DBFS(Python)

Overview

This notebook will show you how to create and query a table or DataFrame that you uploaded to DBFS. DBFS is a Databricks File System that allows you to store data for querying inside of Databricks. This notebook assumes that you have a file already inside of DBFS that you would like to read from.

Step 1: File location and type

Of note, this notebook is written in Python so the default cell type is Python. However, you can use different languages by using the %LANGUAGE syntax. Python, Scala, SQL, and R are all supported.

First we'll need to set the location and type of the file. You set the file location when you uploaded the file. We'll do this using widgets. Widgets allow us to parameterize the exectuion of this entire notebook. First we'll create them, then we'll be able to reference them throughout the notebook.

dbutils.widgets.text("file_location", "/uploads/data", "Upload Location")
dbutils.widgets.dropdown("file_type", "csv", ["csv", 'parquet', 'json'])
# this can be csv, parquet, json and or any Other Spark Data source.
# See: https://docs.databricks.com/spark/latest/data-sources/index.html
# for more information.

Step 2: Reading the data

Now that we specified our file metadata, we can create a DataFrame. You'll notice that we use an option to specify that we'd like to infer the schema from the file. We can also explicitly set this to a particular schema if we have one already.

First, let's create a DataFrame in Python, notice how we will programmatically reference the widget values we defined above.

df = spark.read.format(dbutils.widgets.get("file_type")).option("inferSchema", "true").load(dbutils.widgets.get("file_location"))

Step 3: Querying the data

Now that we created our DataFrame. We can query it. For instance, you can select some particular columns to select and display within Databricks.

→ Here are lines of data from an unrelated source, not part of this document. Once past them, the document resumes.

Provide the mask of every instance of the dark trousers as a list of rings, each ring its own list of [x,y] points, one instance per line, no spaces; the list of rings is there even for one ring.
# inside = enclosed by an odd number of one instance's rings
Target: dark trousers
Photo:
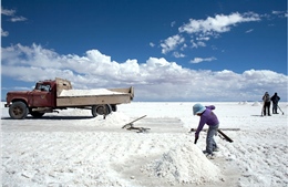
[[[271,105],[271,102],[265,102],[264,103],[264,110],[263,110],[263,114],[266,115],[270,115],[270,105]]]
[[[277,114],[278,103],[272,103],[272,113]]]

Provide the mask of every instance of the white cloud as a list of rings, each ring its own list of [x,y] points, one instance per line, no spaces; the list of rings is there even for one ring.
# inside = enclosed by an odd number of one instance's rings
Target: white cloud
[[[248,31],[246,31],[245,33],[249,33],[249,32],[253,32],[254,31],[254,29],[249,29]]]
[[[217,60],[216,58],[206,58],[206,59],[203,59],[203,58],[194,58],[194,60],[192,60],[191,62],[192,63],[200,63],[200,62],[205,62],[205,61],[208,61],[208,62],[210,62],[210,61],[215,61],[215,60]]]
[[[167,38],[164,42],[161,43],[162,53],[166,54],[167,52],[175,50],[185,39],[178,34]]]
[[[3,29],[1,28],[1,37],[8,37],[9,32],[8,31],[3,31]]]
[[[185,58],[185,56],[186,56],[185,54],[179,53],[179,52],[174,52],[173,55],[174,55],[175,58]]]
[[[25,21],[25,20],[27,20],[27,18],[24,18],[24,17],[13,17],[10,19],[10,21],[12,21],[12,22]]]
[[[12,15],[14,15],[14,13],[16,13],[16,10],[8,10],[8,9],[3,9],[1,7],[1,14],[12,17]]]
[[[215,18],[208,17],[206,20],[189,19],[189,22],[182,25],[179,32],[202,33],[204,35],[214,35],[215,33],[228,32],[232,27],[237,23],[259,21],[260,17],[257,13],[247,12],[240,14],[238,12],[229,15],[217,14]]]
[[[2,7],[1,7],[1,14],[7,15],[7,17],[11,17],[9,19],[9,21],[11,21],[11,22],[18,22],[18,21],[25,21],[27,20],[27,18],[24,18],[22,15],[21,17],[16,15],[16,10],[8,10],[8,9],[3,9]]]
[[[195,61],[204,60],[215,58],[195,58]],[[97,50],[82,56],[60,55],[37,44],[2,48],[1,67],[3,76],[31,85],[55,76],[72,81],[74,89],[133,85],[135,101],[259,101],[266,91],[287,95],[288,83],[287,75],[267,70],[248,70],[241,74],[229,70],[196,71],[164,58],[120,63]]]
[[[234,12],[228,15],[216,14],[214,18],[208,17],[206,20],[189,19],[188,23],[178,28],[178,34],[169,37],[161,43],[162,53],[166,54],[178,50],[179,44],[185,41],[183,37],[185,33],[192,38],[189,44],[192,49],[206,46],[206,41],[209,41],[212,38],[218,38],[220,33],[230,31],[233,27],[239,23],[260,21],[260,18],[259,14],[254,12]]]

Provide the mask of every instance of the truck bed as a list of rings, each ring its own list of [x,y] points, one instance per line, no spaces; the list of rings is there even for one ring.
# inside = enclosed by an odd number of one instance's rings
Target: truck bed
[[[134,97],[133,87],[63,90],[56,97],[56,106],[92,106],[99,104],[130,103]]]

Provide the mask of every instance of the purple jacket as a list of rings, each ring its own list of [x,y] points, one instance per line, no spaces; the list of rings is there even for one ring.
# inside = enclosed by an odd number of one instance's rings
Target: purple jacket
[[[206,110],[200,115],[199,125],[198,125],[197,131],[195,133],[196,135],[199,135],[199,133],[203,129],[203,126],[205,124],[207,124],[209,126],[214,126],[214,125],[219,124],[217,116],[212,112],[213,110],[215,110],[215,106],[210,105],[210,106],[205,106],[205,107],[206,107]]]

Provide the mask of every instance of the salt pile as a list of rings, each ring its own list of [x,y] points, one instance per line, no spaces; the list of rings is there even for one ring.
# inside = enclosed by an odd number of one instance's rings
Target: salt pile
[[[63,90],[59,96],[92,96],[92,95],[115,95],[115,94],[123,94],[123,93],[112,92],[107,89]]]
[[[141,168],[150,177],[169,185],[214,183],[223,179],[220,169],[194,145],[178,145]]]

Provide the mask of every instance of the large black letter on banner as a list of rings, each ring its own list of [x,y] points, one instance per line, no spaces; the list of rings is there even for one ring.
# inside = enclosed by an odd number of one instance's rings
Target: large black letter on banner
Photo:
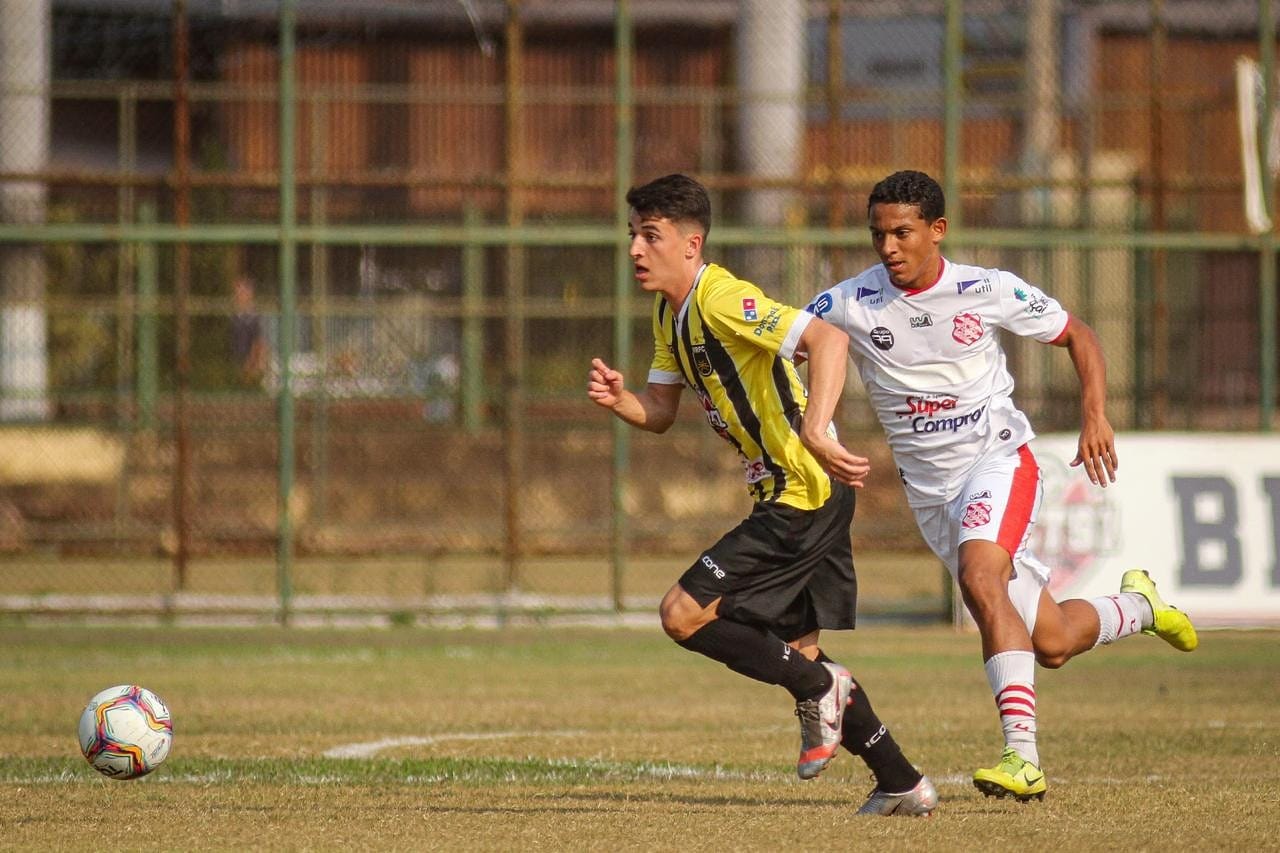
[[[1271,585],[1280,588],[1280,476],[1263,476],[1262,491],[1271,498]]]
[[[1240,512],[1235,487],[1224,476],[1175,476],[1172,480],[1181,516],[1183,562],[1178,567],[1179,581],[1187,587],[1234,587],[1244,574],[1240,539],[1236,535]],[[1219,517],[1198,519],[1197,498],[1217,503],[1221,507]],[[1221,546],[1222,557],[1219,565],[1206,566],[1201,564],[1201,548],[1211,543]]]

display(df.select("EXAMPLE_COLUMN"))

Step 4: (Optional) Create a view or table

If you'd like to be able to use query this data as a table, it is simple to register it as a view or a table.

df.createOrReplaceTempView("YOUR_TEMP_VIEW_NAME")

We can query this using Spark SQL. For instance, we can perform a simple aggregation. Notice how we can use %sql in order to query the view from SQL.

%sql

SELECT EXAMPLE_GROUP, SUM(EXAMPLE_AGG) FROM YOUR_TEMP_VIEW_NAME GROUP BY EXAMPLE_GROUP

With this registered as a temp view, it will only be available to this particular notebook. If you'd like other users to be able to query this table. You can also create a table from the DataFrame.

df.write.format("delta").saveAsTable("MY_PERMANENT_TABLE_NAME")

This table will persist across cluster restarts as well as allow various users across different notebooks to query this data.